The New Homes Insights Series surveyed 2,016 recent and prospective buyers of new homes over February and March 2026, asking them about their budgets.

Among those who recently purchased or were looking to purchase a new apartment, just 12% were looking to spend above $1.5 million. Three-in-four were looking to spend under $1 million.

In contrast, just 26% of new apartment development listings were priced below $1 million over the same period.

Queensland is the state with the biggest misalignment between supply and demand. Across the state, 73% of new apartment listings were priced at above $1.5 million, while 90% were priced above $1 million.

Buyer budgets, in contrast, were typically below this level, with just 12% looking to spend above $1.5 million. Similar mismatches were seen in Queensland and Western Australia.

Surprisingly, $1.5 million-plus listings made up a smaller share of the total in New South Wales and the Australian Capital Territory, accounting for 39% of new apartment listings. But while lower, this remained the most common price category.

A key contrast emerges when comparing apartments to house and land developments.

In the detached housing segment, buyer budgets are far more closely aligned with advertised price points for new supply.

House and land packages are typically structured around affordability thresholds supported by land economics, construction staging, and targeted first-home buyer demand. They also tend to be in more affordable areas where the price of land is lower.

This alignment is far less evident in the apartment sector, where construction costs, height constraints, planning requirements, and financing structures result in higher break-even points for developers. Projects are also often located in highly sought after suburbs where land costs are higher.
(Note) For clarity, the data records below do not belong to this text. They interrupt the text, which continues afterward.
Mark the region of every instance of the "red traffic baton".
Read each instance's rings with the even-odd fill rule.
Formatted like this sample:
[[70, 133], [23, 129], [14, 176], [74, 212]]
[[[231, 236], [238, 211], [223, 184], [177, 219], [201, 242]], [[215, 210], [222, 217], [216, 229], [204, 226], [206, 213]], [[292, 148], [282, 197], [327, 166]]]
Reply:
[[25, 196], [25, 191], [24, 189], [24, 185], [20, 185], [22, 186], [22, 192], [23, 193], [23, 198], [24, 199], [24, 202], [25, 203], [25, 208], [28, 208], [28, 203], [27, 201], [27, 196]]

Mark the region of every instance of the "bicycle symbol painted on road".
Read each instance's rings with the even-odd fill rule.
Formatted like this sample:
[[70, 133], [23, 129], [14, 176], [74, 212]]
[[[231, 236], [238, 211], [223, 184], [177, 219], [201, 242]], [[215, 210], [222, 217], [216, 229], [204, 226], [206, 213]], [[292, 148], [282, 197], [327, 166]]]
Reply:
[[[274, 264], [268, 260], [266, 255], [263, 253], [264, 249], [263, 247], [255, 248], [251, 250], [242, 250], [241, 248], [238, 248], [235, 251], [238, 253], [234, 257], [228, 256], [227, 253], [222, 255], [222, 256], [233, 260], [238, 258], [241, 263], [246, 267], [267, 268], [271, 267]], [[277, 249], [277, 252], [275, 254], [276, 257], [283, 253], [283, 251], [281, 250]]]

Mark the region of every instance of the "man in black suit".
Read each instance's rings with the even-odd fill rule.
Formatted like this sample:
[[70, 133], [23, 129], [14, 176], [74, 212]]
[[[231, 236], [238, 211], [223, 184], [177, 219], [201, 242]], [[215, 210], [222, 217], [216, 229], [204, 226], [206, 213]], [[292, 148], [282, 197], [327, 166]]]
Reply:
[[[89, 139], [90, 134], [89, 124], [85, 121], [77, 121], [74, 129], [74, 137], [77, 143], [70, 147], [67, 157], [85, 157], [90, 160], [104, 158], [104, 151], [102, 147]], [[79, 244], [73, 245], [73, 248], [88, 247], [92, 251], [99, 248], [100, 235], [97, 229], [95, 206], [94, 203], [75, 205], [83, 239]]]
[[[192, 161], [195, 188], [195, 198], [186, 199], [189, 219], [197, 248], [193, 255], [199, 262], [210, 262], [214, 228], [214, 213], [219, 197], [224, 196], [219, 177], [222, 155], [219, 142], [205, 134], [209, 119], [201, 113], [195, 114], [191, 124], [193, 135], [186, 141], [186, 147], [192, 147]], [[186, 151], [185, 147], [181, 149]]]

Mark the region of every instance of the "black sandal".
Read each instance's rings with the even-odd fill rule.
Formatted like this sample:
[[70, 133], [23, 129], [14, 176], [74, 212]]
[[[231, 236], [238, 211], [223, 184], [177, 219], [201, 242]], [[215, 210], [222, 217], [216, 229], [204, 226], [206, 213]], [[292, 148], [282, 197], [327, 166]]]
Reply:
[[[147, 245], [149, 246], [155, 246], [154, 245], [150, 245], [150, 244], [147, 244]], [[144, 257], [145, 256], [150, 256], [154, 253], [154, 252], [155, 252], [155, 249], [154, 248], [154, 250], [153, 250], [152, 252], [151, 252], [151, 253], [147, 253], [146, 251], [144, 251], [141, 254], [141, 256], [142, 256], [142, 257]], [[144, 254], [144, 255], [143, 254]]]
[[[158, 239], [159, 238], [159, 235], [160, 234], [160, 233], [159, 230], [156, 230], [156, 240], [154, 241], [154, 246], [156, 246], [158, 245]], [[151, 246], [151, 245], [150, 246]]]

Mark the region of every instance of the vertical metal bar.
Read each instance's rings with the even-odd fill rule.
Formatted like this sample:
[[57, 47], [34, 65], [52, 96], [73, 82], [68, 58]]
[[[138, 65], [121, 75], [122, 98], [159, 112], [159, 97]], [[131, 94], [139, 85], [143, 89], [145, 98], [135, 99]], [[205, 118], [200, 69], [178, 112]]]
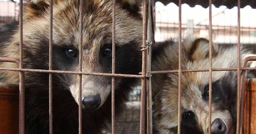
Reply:
[[[143, 39], [142, 47], [146, 47], [146, 37], [147, 36], [147, 0], [143, 0]], [[145, 74], [146, 69], [147, 55], [145, 51], [142, 51], [142, 67], [141, 74]], [[140, 134], [145, 134], [145, 91], [146, 89], [146, 80], [144, 77], [141, 79], [141, 100], [140, 102]]]
[[239, 133], [241, 97], [240, 89], [240, 8], [241, 0], [237, 0], [237, 115], [236, 120], [236, 134]]
[[147, 18], [147, 41], [148, 48], [147, 50], [147, 75], [149, 76], [147, 79], [147, 128], [148, 134], [152, 134], [152, 102], [151, 102], [151, 0], [148, 1], [148, 18]]
[[[112, 73], [115, 72], [116, 59], [116, 0], [113, 0], [112, 23]], [[112, 133], [115, 134], [115, 77], [112, 77], [111, 83]]]
[[178, 134], [180, 134], [181, 112], [181, 0], [179, 0], [179, 82], [178, 85]]
[[[79, 15], [79, 71], [82, 71], [82, 59], [83, 59], [83, 6], [84, 0], [80, 0]], [[82, 134], [82, 75], [79, 75], [79, 94], [78, 96], [79, 104], [79, 133]]]
[[212, 0], [209, 0], [209, 101], [208, 109], [208, 134], [211, 134], [212, 124]]
[[[50, 34], [49, 37], [49, 70], [52, 69], [52, 4], [50, 0]], [[52, 134], [52, 74], [49, 73], [49, 132]]]
[[[20, 69], [23, 68], [23, 1], [20, 0]], [[19, 73], [19, 132], [25, 134], [25, 91], [24, 72]]]

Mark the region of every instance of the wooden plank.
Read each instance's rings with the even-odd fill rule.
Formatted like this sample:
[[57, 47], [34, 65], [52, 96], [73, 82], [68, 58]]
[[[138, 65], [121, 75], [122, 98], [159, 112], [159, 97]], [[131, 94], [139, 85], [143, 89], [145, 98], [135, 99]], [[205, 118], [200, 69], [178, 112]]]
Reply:
[[246, 85], [244, 134], [256, 134], [256, 79], [247, 80]]

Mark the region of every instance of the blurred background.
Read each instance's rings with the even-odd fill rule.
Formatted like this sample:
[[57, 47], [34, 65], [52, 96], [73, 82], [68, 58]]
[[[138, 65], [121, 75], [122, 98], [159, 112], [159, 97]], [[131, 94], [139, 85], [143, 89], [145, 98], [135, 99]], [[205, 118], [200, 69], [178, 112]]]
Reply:
[[[179, 23], [177, 1], [163, 0], [163, 3], [156, 3], [156, 41], [177, 39]], [[185, 3], [187, 1], [186, 3], [189, 4], [182, 5], [182, 37], [208, 38], [208, 0], [183, 1]], [[241, 43], [255, 52], [256, 0], [242, 1], [242, 8], [241, 10]], [[218, 3], [212, 6], [212, 40], [214, 43], [223, 46], [236, 45], [237, 43], [237, 7], [236, 6], [237, 1], [223, 0], [221, 2], [225, 6], [221, 6], [222, 4]], [[0, 44], [10, 37], [12, 30], [18, 25], [17, 23], [19, 20], [18, 17], [19, 3], [17, 2], [0, 0]], [[126, 109], [116, 119], [116, 134], [139, 133], [140, 89], [139, 86], [134, 87], [134, 89], [131, 94], [130, 101], [126, 104]], [[107, 125], [108, 128], [103, 130], [102, 132], [110, 134], [111, 124], [108, 123]]]

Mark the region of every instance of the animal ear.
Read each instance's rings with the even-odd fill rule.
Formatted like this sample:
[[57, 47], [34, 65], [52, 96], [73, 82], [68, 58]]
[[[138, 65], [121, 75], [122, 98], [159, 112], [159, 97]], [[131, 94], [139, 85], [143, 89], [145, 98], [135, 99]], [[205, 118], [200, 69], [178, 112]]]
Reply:
[[131, 14], [137, 17], [140, 14], [142, 6], [142, 0], [121, 0], [123, 8], [128, 11]]
[[27, 0], [24, 7], [24, 17], [40, 16], [49, 8], [49, 0]]
[[[209, 58], [209, 41], [205, 38], [198, 38], [190, 45], [189, 57], [191, 60], [198, 60]], [[212, 44], [212, 56], [215, 57], [218, 53], [217, 46]]]

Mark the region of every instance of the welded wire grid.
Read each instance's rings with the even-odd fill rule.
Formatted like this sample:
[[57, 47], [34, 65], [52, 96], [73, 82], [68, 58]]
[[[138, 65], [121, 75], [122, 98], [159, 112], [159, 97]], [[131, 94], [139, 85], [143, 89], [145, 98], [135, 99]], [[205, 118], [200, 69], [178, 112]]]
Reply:
[[[19, 63], [19, 68], [0, 68], [0, 70], [9, 70], [12, 71], [19, 71], [19, 88], [20, 88], [20, 101], [19, 101], [19, 133], [25, 133], [25, 114], [24, 114], [24, 73], [25, 71], [36, 72], [40, 73], [45, 73], [49, 74], [49, 132], [50, 134], [52, 134], [52, 73], [62, 73], [79, 75], [79, 134], [82, 134], [81, 124], [81, 86], [82, 86], [82, 76], [83, 75], [102, 76], [112, 77], [112, 88], [111, 88], [111, 100], [112, 100], [112, 133], [115, 134], [115, 119], [114, 113], [114, 85], [115, 77], [125, 77], [131, 78], [137, 78], [141, 79], [141, 103], [140, 103], [140, 133], [141, 134], [145, 134], [146, 132], [148, 134], [152, 133], [151, 120], [150, 118], [151, 110], [150, 108], [150, 104], [151, 104], [151, 98], [150, 96], [150, 87], [151, 74], [166, 74], [171, 73], [178, 73], [179, 75], [178, 82], [178, 130], [177, 133], [180, 133], [180, 121], [181, 121], [181, 75], [183, 72], [198, 72], [198, 71], [209, 71], [209, 126], [211, 126], [211, 92], [212, 92], [212, 71], [237, 71], [237, 120], [236, 134], [241, 134], [242, 127], [242, 119], [241, 116], [243, 116], [242, 108], [241, 107], [243, 104], [244, 96], [243, 91], [242, 90], [244, 86], [241, 86], [240, 81], [242, 82], [242, 86], [244, 84], [244, 75], [243, 75], [243, 79], [241, 79], [241, 71], [243, 71], [243, 73], [245, 72], [245, 70], [255, 70], [255, 68], [246, 68], [245, 65], [241, 68], [240, 65], [240, 0], [237, 0], [238, 5], [238, 21], [237, 21], [237, 68], [212, 68], [212, 0], [209, 0], [209, 68], [208, 69], [198, 69], [194, 70], [182, 70], [181, 68], [182, 54], [181, 54], [181, 35], [182, 35], [182, 20], [181, 20], [181, 0], [179, 0], [179, 68], [177, 70], [167, 70], [167, 71], [151, 71], [151, 53], [150, 52], [150, 44], [151, 39], [151, 32], [152, 30], [150, 24], [151, 20], [149, 19], [151, 18], [151, 14], [148, 14], [150, 12], [151, 9], [151, 3], [150, 0], [143, 0], [143, 44], [142, 46], [142, 72], [140, 75], [130, 75], [124, 74], [116, 74], [115, 73], [115, 28], [116, 28], [116, 1], [113, 1], [113, 29], [112, 29], [112, 73], [101, 73], [94, 72], [82, 72], [82, 37], [83, 37], [83, 10], [84, 5], [84, 0], [80, 0], [79, 6], [79, 71], [64, 71], [52, 70], [52, 12], [53, 0], [51, 0], [50, 2], [50, 28], [49, 37], [49, 70], [25, 69], [23, 68], [23, 0], [20, 0], [20, 59], [19, 61], [17, 61], [15, 59], [10, 59], [9, 58], [0, 58], [1, 61], [7, 61], [15, 62]], [[148, 9], [149, 10], [148, 10]], [[255, 60], [254, 57], [247, 60]], [[246, 60], [245, 61], [247, 61]], [[244, 64], [243, 64], [244, 65]], [[241, 96], [241, 93], [242, 96]], [[241, 100], [242, 100], [241, 102]], [[240, 110], [241, 112], [240, 113]], [[146, 114], [146, 115], [145, 115]], [[146, 116], [146, 115], [147, 115]], [[147, 124], [146, 124], [146, 123]], [[209, 132], [210, 133], [210, 127], [209, 127]]]

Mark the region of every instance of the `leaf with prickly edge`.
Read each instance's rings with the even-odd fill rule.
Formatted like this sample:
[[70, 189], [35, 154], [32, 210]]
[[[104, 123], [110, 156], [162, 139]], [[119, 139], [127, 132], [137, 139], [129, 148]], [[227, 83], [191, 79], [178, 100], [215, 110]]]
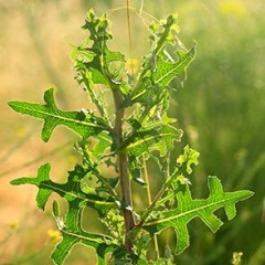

Queensland has the biggest mismatch with 73% of new apartment listings priced above $1.5 million despite just 12% of buyers having that budget. Picture: realestate.com.au

The underlying issue is cost. Rising construction expenses, labour shortages, financing costs, and regulatory requirements mean that delivering new apartments at sub-$1 million price points is increasingly difficult in most locations.

As a result, feasibility calculations are forcing developers to target higher sale prices, even when underlying demand is concentrated in lower price brackets.

The implications for future housing supply are significant.

While dwelling approvals for apartments have shown signs of recovery, this persistent mismatch between what is being built and what buyers can afford is likely to act as a constraint on pre-sales and ultimately new project commencements.

At a time when Australia is already facing structural undersupply in housing, this affordability disconnect risks becoming another brake on new apartment delivery.

Without a shift in either construction costs, design expectations, or policy settings that better align feasibility with demand, the gap between what is being built and what buyers can afford is likely to remain a key challenge for the apartment sector.